22.2. Extracting data from the Internet#

22.2.2. Structured data#

Below is an example that collects information from the internet to a structured format (dataframe) using Pandas read_html -function.

test_df = pd.read_html('https://www.nordnet.fi/markkinakatsaus/osakekurssit?selectedTab=keyFigures&sortField=pe&sortOrder=asc&exchangeCountry=FI',decimal=',')

work_df = pd.DataFrame()

work_df['Name'] = test_df[0]['Nimi']

work_df['P/E']= [i for [i,j] in test_df[0]['P/S'].str.split(' ')]
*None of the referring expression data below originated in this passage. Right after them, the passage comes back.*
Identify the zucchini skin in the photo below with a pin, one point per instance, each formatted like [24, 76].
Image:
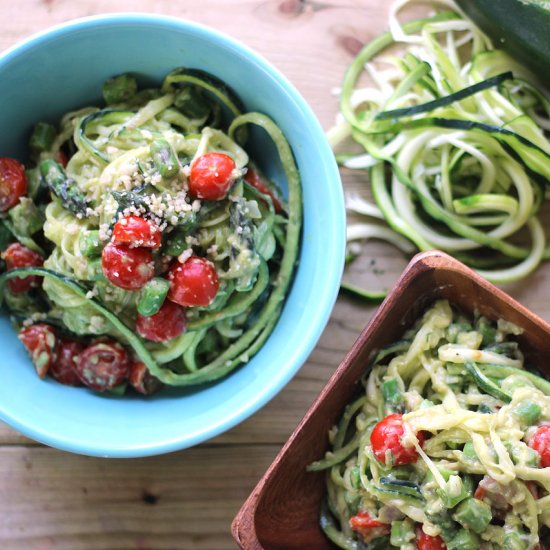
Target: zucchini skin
[519, 27]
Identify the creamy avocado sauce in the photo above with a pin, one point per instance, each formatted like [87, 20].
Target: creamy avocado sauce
[447, 445]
work_df['P/S']= [i for [i,j] in test_df[0]['P/B'].str.split(' ')]

work_df['P/B']= [i for [i,j] in test_df[0]['Tulos/osake'].str.split(' ')]

temp_list = []
for value in test_df[0]['Osinkotuotto']:
    try:
        temp_list.append(value.split(' ')[0])
    except:
        temp_list.append(value)
        
work_df['Tulos/osake'] = temp_list

temp_list = []
for value in test_df[0]['Osinko/osake']:
    try:
        temp_list.append(value.split(' ')[0])
    except:
        temp_list.append(value)
        
work_df['Osinkotuotto'] = temp_list

temp_list = []
for value in test_df[0]['Unnamed: 11']:
    try:
        temp_list.append(value.split(' ')[0])
    except:
        temp_list.append(value)
        
work_df['Lainoitusaste'] = temp_list

work_df

	Name	P/E	P/S	P/B	Tulos/osake	Osinkotuotto	Lainoitusaste
0	Nexstim Oyj	0.26	2.72	84.03	0.22	–	0
1	Fondia Oyj	7.61	1.46	4.93	0.97	–	10
2	Sievi Capital plc	8.38	4.88	0.89	0.12	–	0
3	Scanfil Plc	8.54	0.63	2.06	0.68	2.62	40
4	Honkarakenne Oyj B	8.58	0.46	1.72	0.43	–	10
...	...	...	...	...	...	...	...
95	KONE Corporation	39.22	3.67	12.74	1.81	2.39	85
96	Gofore Plc	42.74	2.63	5.78	0.3	1.56	10
97	Aallon Group Oyj	48.31	2.01	4.07	0.2	1.87	0
98	Telia Company AB	48.54	1.68	1.9	0.71	4.79	85
99	LeadDesk Oyj	52.63	8.53	13.76	0.41	–	10

100 rows × 7 columns

work_df['P/E'] = work_df['P/E'].astype('float')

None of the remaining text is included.